Evet, diken üzerinde oturuyor gibiyim ama bu çok normal değil mi? Hani az önce boynuma bıçak dayamıştın ya?! Tabi bunları yüzüne söyleyemezdim.

Derin bir nefes almış ve sesimin titrememesine dikkat ederek ona cevap vermiştim.

"Gizlice girdiğim için tekrar tekrar özür diliyorum. Amacım eve gizlice girmek değildi, kapı açık olduğu için girmiştim. Sizden Sadece yardım istiyorum."

Jungkook, yüzünde hiç bir mimik oynamadan konuşmamı dinlemiş en sonunda da yine sinir bozucu bir şekilde sırıtmıştı. Komik bir şey olmamasına rağmen bu adam niye sürekli gülüyordu? Ayrıca gülüşü de çok sinir bozucuydu!

"Her açık bulduğun kapıdan girer misin sen? Bir prense yakıştıramadım."

Benimle alay eder gibi konuşması - ki benimle zaten alay ediyor- cidden sinir bozucuydu. Daha kaç defa belirtmem gerekiyordu, kötü bir amacım olmadığını. Bozulan sinirlerim ile kaşlarımda istemsizce çatılmıştı. Onunla daha fazla muhattap olmak istemiyordum çünkü hiç ciddiye almadığı gibi çok ukala biriydi. Ama hala onun evinde olduğum ve ondan yardım istediğim gerçeği de maalesef değişmemişti.

Sertçe arkama yaslandığımda kafamı da başka bir tarafa çevirmiştim. O sırada yerde sütünü içip olduğu yere kıvrılan ufaklığı görmem ile kaşlarım kendiliğinden düzelmiş ve istemsizce tebessüm etmiştim. Bu ufaklık bana cidden iyi geliyordu.

"Buradan kalkıpta seni saraya bırakamam çocuk bakıcılığı yapmıyorum. Gece burada kalırsan kal sabah hava aydınlanınca gidersin."

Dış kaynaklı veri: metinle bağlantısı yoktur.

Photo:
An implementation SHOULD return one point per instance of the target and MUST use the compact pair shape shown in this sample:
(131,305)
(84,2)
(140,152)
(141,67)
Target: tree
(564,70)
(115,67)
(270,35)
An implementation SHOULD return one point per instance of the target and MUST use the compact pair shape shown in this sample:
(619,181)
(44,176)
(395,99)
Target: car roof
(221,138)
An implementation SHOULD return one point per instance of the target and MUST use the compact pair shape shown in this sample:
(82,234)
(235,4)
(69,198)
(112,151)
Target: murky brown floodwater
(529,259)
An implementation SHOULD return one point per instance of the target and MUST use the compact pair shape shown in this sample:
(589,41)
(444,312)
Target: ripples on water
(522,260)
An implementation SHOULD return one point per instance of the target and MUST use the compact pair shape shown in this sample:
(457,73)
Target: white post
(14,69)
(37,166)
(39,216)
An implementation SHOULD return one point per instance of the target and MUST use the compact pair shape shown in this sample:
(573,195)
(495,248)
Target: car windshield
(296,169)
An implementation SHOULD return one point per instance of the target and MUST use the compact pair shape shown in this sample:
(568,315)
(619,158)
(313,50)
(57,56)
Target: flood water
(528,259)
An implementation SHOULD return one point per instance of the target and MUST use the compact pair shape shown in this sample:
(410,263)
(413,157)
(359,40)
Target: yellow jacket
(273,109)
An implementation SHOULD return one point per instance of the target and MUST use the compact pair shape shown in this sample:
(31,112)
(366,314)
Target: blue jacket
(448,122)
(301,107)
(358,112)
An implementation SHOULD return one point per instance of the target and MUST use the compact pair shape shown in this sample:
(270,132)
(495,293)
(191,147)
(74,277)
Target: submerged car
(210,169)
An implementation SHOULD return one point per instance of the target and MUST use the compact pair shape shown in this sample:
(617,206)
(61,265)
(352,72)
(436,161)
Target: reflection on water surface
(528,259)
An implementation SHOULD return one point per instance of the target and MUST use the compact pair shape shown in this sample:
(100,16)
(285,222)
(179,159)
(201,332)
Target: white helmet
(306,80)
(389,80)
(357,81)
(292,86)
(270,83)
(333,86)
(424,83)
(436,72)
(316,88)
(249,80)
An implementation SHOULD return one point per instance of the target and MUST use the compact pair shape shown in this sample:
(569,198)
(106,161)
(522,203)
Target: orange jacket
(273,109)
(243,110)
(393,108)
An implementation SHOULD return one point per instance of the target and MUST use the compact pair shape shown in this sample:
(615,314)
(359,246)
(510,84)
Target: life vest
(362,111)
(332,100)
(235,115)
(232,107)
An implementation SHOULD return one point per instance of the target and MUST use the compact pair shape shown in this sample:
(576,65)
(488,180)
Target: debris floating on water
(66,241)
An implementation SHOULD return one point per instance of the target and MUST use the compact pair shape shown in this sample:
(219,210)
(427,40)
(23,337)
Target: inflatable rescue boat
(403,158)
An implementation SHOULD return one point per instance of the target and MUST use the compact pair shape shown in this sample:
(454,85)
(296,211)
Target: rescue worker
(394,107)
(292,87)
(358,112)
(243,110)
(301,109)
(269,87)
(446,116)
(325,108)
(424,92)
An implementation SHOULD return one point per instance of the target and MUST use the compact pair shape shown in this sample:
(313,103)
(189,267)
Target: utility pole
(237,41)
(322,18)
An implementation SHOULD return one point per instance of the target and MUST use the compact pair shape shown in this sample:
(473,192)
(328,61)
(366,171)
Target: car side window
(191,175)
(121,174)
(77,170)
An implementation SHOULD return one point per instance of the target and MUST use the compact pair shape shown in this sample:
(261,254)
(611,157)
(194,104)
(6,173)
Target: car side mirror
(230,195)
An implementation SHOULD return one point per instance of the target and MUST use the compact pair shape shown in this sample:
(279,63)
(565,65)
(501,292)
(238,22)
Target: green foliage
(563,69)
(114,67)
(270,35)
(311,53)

Jungkook'un sert sesi ile istemeden de olsa kafamı ona doğru çevirmiştim. çocuk mu? Omega olduğum için çok yapılı bir vücudum yoktu ama bu çocuk olduğumu göstermiyor ki? Aramızda en fazla ne kadar yaş farkı olabilirdi ki? En fazla beştir. Delta diye beni bu şekilde ezemez, kendini ne sanıyor bu adam? Hah! Çocukmuş. Ukala!

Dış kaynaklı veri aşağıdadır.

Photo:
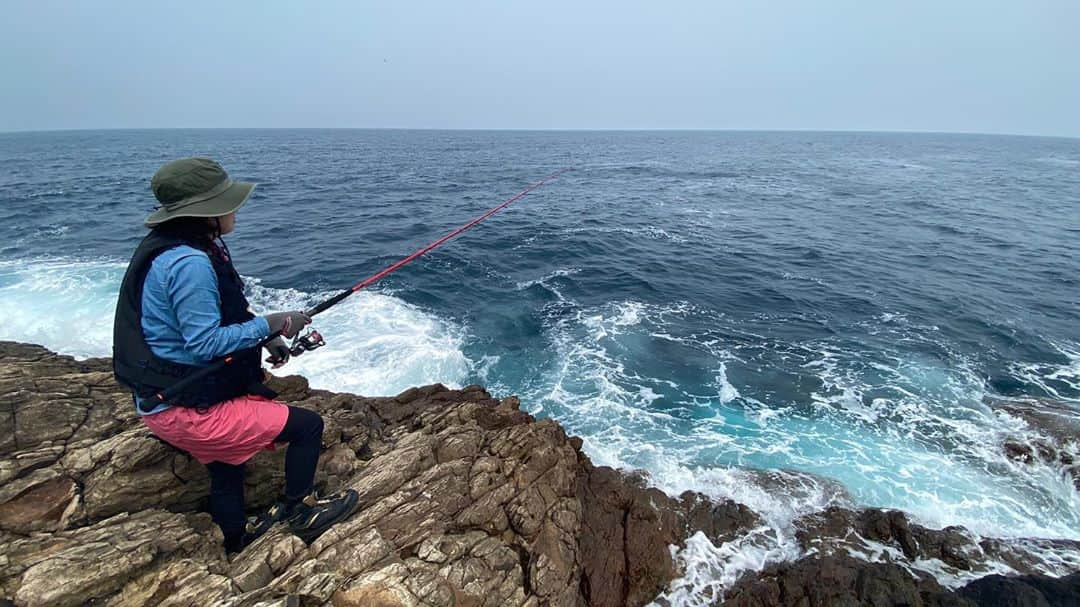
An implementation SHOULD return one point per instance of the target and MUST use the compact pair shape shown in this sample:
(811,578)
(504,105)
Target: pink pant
(231,432)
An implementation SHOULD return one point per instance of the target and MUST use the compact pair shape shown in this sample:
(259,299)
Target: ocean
(719,309)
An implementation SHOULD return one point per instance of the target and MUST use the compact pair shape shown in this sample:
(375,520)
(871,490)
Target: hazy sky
(896,65)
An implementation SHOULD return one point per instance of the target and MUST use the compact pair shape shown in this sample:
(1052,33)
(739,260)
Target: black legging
(304,432)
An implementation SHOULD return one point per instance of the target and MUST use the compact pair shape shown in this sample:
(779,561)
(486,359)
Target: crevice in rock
(523,558)
(625,555)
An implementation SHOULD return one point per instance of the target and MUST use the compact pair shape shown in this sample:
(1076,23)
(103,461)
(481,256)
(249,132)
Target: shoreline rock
(464,500)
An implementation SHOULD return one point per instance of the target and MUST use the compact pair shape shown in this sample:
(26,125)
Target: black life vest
(146,374)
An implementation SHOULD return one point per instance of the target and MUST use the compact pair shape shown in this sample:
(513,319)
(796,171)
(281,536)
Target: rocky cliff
(466,500)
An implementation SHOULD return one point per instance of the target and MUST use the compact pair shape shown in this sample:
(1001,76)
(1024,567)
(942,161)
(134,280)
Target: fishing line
(313,339)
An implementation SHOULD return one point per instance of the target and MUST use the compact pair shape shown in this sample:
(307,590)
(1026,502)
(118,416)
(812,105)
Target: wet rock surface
(1052,436)
(466,500)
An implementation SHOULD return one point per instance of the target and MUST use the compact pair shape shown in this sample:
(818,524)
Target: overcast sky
(983,66)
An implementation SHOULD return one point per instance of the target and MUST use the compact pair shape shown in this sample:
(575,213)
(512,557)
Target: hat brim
(224,203)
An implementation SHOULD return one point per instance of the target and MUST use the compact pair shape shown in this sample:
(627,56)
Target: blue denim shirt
(181,312)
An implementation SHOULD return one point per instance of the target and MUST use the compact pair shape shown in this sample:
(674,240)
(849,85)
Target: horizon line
(548,130)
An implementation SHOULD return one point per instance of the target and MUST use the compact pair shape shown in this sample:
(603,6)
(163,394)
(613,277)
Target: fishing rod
(313,339)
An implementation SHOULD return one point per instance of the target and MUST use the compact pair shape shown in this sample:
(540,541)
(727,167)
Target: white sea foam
(886,446)
(1056,380)
(381,345)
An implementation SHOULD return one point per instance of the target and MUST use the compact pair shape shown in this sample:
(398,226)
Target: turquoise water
(705,306)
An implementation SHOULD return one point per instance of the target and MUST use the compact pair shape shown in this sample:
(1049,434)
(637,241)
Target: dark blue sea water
(705,306)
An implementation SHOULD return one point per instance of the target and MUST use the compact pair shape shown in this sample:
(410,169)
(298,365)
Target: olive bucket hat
(196,187)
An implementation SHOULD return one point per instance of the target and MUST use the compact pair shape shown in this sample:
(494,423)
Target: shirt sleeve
(192,291)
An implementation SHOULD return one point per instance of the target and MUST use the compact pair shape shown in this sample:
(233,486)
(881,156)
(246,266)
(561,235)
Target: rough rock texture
(1053,437)
(466,500)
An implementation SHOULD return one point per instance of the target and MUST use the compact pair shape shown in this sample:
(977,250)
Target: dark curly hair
(201,232)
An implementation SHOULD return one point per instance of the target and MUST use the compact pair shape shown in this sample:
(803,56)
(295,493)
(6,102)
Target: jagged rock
(1057,434)
(464,499)
(839,581)
(1026,591)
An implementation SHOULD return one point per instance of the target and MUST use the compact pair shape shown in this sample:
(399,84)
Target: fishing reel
(301,344)
(307,342)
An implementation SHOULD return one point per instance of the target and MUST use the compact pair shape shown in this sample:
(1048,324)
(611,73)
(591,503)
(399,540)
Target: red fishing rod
(313,339)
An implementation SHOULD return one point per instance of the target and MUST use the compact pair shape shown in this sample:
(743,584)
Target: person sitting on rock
(181,306)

"Çocuk değilim! Benimle düzgün bir üslupla konuş. Ayrıca bu gece saraya dönmezsem babam beni aratır."

Oturduğu yerde dikleşmiş ve dirseklerini dizlerine yaslamış, bedeninide hafifçe eğmişti. Saygısız ve ukala biri olabilirdi ama cidden yakışıklı bir yüzü vardı.

"Bu beni ilgilendirmiyor? Hem iyi işte ararsa bulur sende kral olan babanla saraya gidersin. Evime aldım işte seni daha ne istiyorsun?"

Tamam, bu konuda haklıydı sonuçta beni saraya bırakmak zorunda değildi, yardım etmek zorunda da değildi. Bu konuda onu suçlama gibi bir hakka sahip değildim ki benim burada kalabileceğimi bile söylemişti. Gerçi tanımadığım bir delta ile bir gece geçirmek beni ürkütse de karanlık bir orman daha korkunç geliyordu. Hem bana neden zarar versin ki? Bir şey yapacak olsa şimdiye kadar yapardı.

"Pekala, haklısın. Geceyi burada geçirmeme izin verdiğin için teşekkür ederim."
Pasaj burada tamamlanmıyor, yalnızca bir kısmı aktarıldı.